First, we need to find the molar mass of NH₄Cl. Nitrogen (N) has a molar mass of approximately 14.01 g/mol, hydrogen (H) has a molar mass of approximately 1.01 g/mol, and chlorine (Cl) has a molar mass of approximately 35.45 g/mol. Adding these up, we get:

(14.01 g/mol * 1) + (1.01 g/mol * 4) + (35.45 g/mol * 1) = 53.49 g/mol

So, now we know that NH₄Cl has a molar mass of approximately 53.49 g/mol.

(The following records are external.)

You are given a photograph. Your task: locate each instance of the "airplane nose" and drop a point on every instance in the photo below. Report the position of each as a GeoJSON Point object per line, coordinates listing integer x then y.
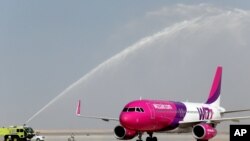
{"type": "Point", "coordinates": [126, 120]}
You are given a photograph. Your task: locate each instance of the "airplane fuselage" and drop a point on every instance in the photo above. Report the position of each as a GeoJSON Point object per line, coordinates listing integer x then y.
{"type": "Point", "coordinates": [158, 115]}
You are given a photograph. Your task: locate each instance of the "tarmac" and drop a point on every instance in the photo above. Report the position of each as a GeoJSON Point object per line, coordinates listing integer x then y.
{"type": "Point", "coordinates": [108, 136]}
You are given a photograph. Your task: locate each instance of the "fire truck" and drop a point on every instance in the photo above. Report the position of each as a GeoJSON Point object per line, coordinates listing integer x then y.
{"type": "Point", "coordinates": [16, 133]}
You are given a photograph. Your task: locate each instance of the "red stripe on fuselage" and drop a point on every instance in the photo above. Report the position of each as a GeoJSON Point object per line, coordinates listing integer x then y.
{"type": "Point", "coordinates": [156, 115]}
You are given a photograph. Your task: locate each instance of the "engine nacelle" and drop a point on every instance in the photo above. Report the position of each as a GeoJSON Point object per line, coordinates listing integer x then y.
{"type": "Point", "coordinates": [122, 133]}
{"type": "Point", "coordinates": [204, 131]}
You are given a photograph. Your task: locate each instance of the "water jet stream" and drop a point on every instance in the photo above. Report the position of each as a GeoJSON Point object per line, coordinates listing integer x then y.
{"type": "Point", "coordinates": [120, 56]}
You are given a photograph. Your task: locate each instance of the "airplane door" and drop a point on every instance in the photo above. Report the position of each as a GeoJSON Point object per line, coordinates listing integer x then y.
{"type": "Point", "coordinates": [152, 110]}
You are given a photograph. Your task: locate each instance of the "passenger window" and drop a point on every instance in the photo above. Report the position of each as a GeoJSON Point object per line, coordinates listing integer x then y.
{"type": "Point", "coordinates": [131, 109]}
{"type": "Point", "coordinates": [142, 110]}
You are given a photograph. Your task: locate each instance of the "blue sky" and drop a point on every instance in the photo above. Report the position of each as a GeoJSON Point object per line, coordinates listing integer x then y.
{"type": "Point", "coordinates": [45, 46]}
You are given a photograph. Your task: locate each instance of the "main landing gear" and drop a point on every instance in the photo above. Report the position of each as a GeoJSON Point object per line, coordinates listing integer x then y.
{"type": "Point", "coordinates": [150, 138]}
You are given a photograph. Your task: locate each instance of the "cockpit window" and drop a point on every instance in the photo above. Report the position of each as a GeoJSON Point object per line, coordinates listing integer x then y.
{"type": "Point", "coordinates": [125, 110]}
{"type": "Point", "coordinates": [142, 110]}
{"type": "Point", "coordinates": [131, 109]}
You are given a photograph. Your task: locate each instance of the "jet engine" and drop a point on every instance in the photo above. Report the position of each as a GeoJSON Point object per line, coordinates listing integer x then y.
{"type": "Point", "coordinates": [123, 133]}
{"type": "Point", "coordinates": [204, 131]}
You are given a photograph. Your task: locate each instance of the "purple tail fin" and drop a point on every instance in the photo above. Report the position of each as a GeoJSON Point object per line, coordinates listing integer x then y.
{"type": "Point", "coordinates": [214, 96]}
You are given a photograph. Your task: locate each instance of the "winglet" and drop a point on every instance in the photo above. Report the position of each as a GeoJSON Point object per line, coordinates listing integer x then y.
{"type": "Point", "coordinates": [214, 96]}
{"type": "Point", "coordinates": [78, 108]}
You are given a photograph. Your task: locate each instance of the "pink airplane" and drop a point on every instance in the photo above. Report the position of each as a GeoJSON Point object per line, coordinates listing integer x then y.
{"type": "Point", "coordinates": [149, 116]}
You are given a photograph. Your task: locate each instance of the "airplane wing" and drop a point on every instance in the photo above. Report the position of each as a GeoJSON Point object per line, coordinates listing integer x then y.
{"type": "Point", "coordinates": [78, 113]}
{"type": "Point", "coordinates": [234, 119]}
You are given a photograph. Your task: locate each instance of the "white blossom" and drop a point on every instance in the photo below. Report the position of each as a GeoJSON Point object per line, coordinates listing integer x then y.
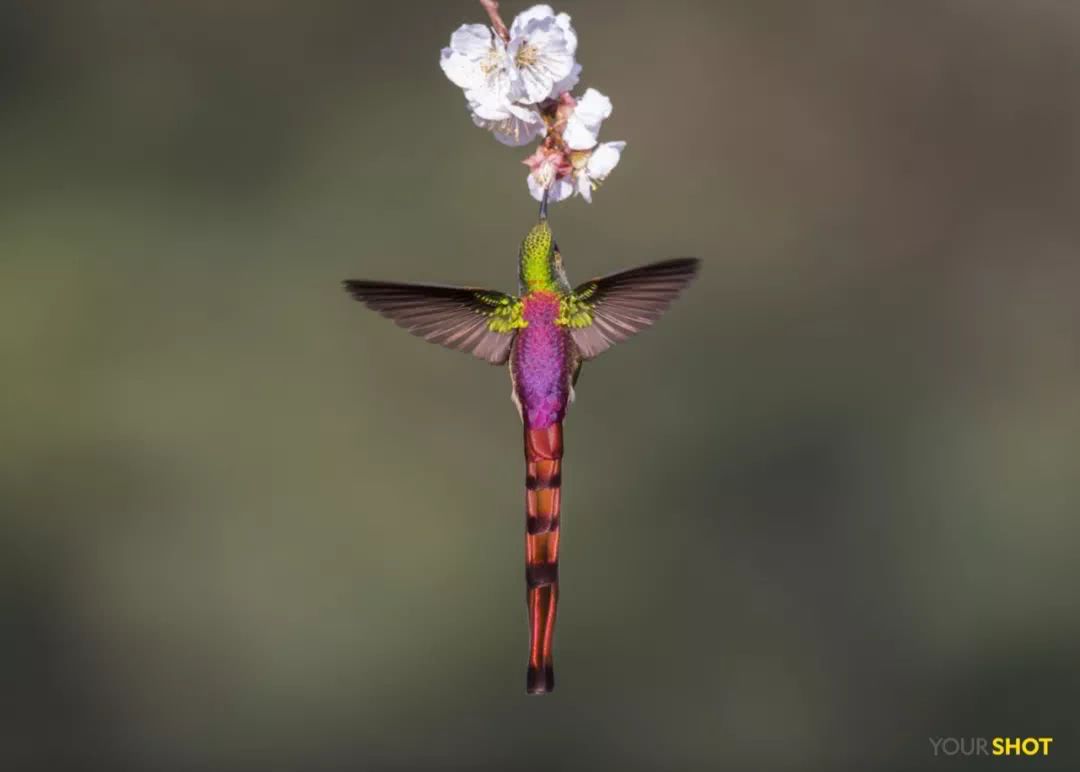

Now, we can use the formula for molarity to find the number of moles of NH₄Cl required:

Molarity (M) = moles of solute / liters of solution

Rearranging the formula, we get:

moles of solute = Molarity (M) * liters of solution

Plugging in the values, we have:

0.25 M * 5.0 L = 1.25 moles of NH₄Cl

Now, we can finally calculate the mass of NH₄Cl by multiplying the number of moles by the molar mass:

1.25 moles * 53.49 g/mol = 66.86 grams

So, you would need to weigh out approximately 66.86 grams of NH₄Cl to prepare your 0.25 M solution in 5.0 liters. Happy weighing!

To determine the number of grams of NH4Cl you should weigh out, you need to use the formula:

Mass (in grams) = molar concentration (in mol/L) × volume (in L) × molar mass (in g/mol)

Given:
- Molar concentration of NH4Cl: 0.25 M
- Volume of solution: 5.0 L

Now let's calculate the mass of NH4Cl:

1. Find the molar mass of NH4Cl:
- Molar mass of N = 14.01 g/mol
- Molar mass of H = 1.01 g/mol
- Molar mass of Cl = 35.45 g/mol
- Molar mass of NH4Cl = (1 × 14.01) + (4 × 1.01) + 35.45 = 53.49 g/mol

2. Substitute the values into the formula:
Mass (in grams) = 0.25 mol/L × 5.0 L × 53.49 g/mol

3. Solve for the mass of NH4Cl:
Mass (in grams) = 0.25 × 5.0 × 53.49 ≈ 67.4 grams

Therefore, you should weigh out approximately 67.4 grams of NH4Cl to prepare 5.0 liters of a 0.25 M solution.

To find out how many grams of NH4Cl you need to weigh out, you need to use the formula:

moles = concentration × volume

First, let's convert the volume from liters to milliliters since the concentration is given in moles per liter. There are 1000 milliliters in a liter, so 5.0 liters is equal to 5000 milliliters.

Now, let's substitute the given values into the formula:

moles = 0.25 mol/L × 5000 mL

Next, we need to convert milliliters to liters:

moles = 0.25 mol/L × 5.0 L

Now, we can solve for the number of moles:

moles = 1.25 moles

Lastly, we need to determine the molar mass of NH4Cl. The molar mass of NH4 is 14.01 g/mol and the molar mass of Cl is 35.45 g/mol. Adding these two together gives a molar mass of 14.01 + 35.45 = 49.46 g/mol.

Now, we can calculate the number of grams of NH4Cl needed:

grams = moles × molar mass

grams = 1.25 moles × 49.46 g/mol

Therefore, you would need to weigh out approximately 61.83 grams of NH4Cl to prepare a 0.25 M solution in 5.0 liters.

How many mols do you want? That's M x L = ?

Then mols = grams/molar mass
You know mols and molar mass, solve for grams.